Hugo stood on the steps of Thornwaite Hall and watched it until it rounded the bend and disappeared behind the elms.
The house loomed behind him. Empty. Vast. Full of rooms where Lily had walked, laughed, argued, and looked at him, just once, across a crowded dance floor, in a way that had ruined him for every other woman alive.
He turned and went inside. He straightened his coat. He called for Marsden and asked about the evening’s menu and the state of the wine cellar and whether the east wing fireplaces needed sweeping.
The mask went back on. The world continued.
But her name stayed on his tongue like a taste he could not swallow, and he carried it with him through the empty rooms of Thornwaite Hall for the rest of the day.
CHAPTER 23
“Uncle Hugo, watch this!” Oliver stood on the drawing room carpet with a wooden sword raised above his head and a battle cry forming on his lips.
He was seven years old and possessed the absolute conviction that the sofa cushion propped against the fireplace was a dragon that required immediate slaying.
A few days after the house party had ended, Hugo sat in the armchair near the fire with Edward’s son Leo on his knee. Leo clutched a biscuit in one fist and Hugo’s cravat in the other. He watched his older brother’s performance with the solemn gravity of a three-year-old who had seen this dragon slain before and found the production lacking in originality.
“I am watching,” Hugo said. “Aim for the left side. Dragons are weakest there.”
Oliver adjusted his angle and brought the sword down on the cushion with enough force to send it tumbling off the fire screen. He thrust both fists into the air.
“He’s dead!”
“Magnificently slain. You are a credit to the realm.”
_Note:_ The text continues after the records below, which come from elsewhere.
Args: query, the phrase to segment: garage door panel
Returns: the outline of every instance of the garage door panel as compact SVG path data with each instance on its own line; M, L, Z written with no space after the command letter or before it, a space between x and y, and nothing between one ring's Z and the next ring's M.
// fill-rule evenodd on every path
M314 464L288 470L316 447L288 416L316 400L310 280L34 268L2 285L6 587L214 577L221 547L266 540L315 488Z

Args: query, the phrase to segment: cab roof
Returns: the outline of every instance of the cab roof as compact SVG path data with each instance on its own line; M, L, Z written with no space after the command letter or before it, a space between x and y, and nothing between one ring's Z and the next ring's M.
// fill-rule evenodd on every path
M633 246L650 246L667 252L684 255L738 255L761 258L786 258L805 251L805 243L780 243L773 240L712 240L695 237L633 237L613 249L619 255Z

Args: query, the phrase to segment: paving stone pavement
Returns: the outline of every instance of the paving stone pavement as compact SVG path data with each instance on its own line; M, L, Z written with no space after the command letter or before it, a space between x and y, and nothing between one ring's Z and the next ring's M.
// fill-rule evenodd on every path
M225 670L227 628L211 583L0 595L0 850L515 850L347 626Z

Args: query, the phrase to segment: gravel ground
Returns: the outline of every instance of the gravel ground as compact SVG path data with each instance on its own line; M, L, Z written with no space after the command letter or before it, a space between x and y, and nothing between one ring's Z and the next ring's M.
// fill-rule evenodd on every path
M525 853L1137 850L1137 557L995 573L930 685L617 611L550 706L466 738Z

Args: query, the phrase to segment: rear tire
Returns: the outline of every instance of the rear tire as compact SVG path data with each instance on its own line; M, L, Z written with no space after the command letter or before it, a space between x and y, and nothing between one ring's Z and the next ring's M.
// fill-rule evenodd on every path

Oliver beamed and retrieved the cushion for a second assault. Leo reached for Hugo’s biscuit with the stealth of a born tactician, and Hugo surrendered it without a fight.
Lily stood in the doorway and watched them.
She had not been prepared for this. She had been prepared for the charm, the wit, the careful performance of a man navigating a social evening with practiced ease.
She had not been prepared for Hugo sitting in her brother-in-law’s drawing room with a toddler on his knee and biscuit crumbs on his waistcoat, coaching an eight-year-old through imaginary combat with the focused sincerity of a man who took dragon-slaying as seriously as parliamentary debate.
A warmth bloomed behind her ribs, unexpected and unwanted. She turned away before it could take root.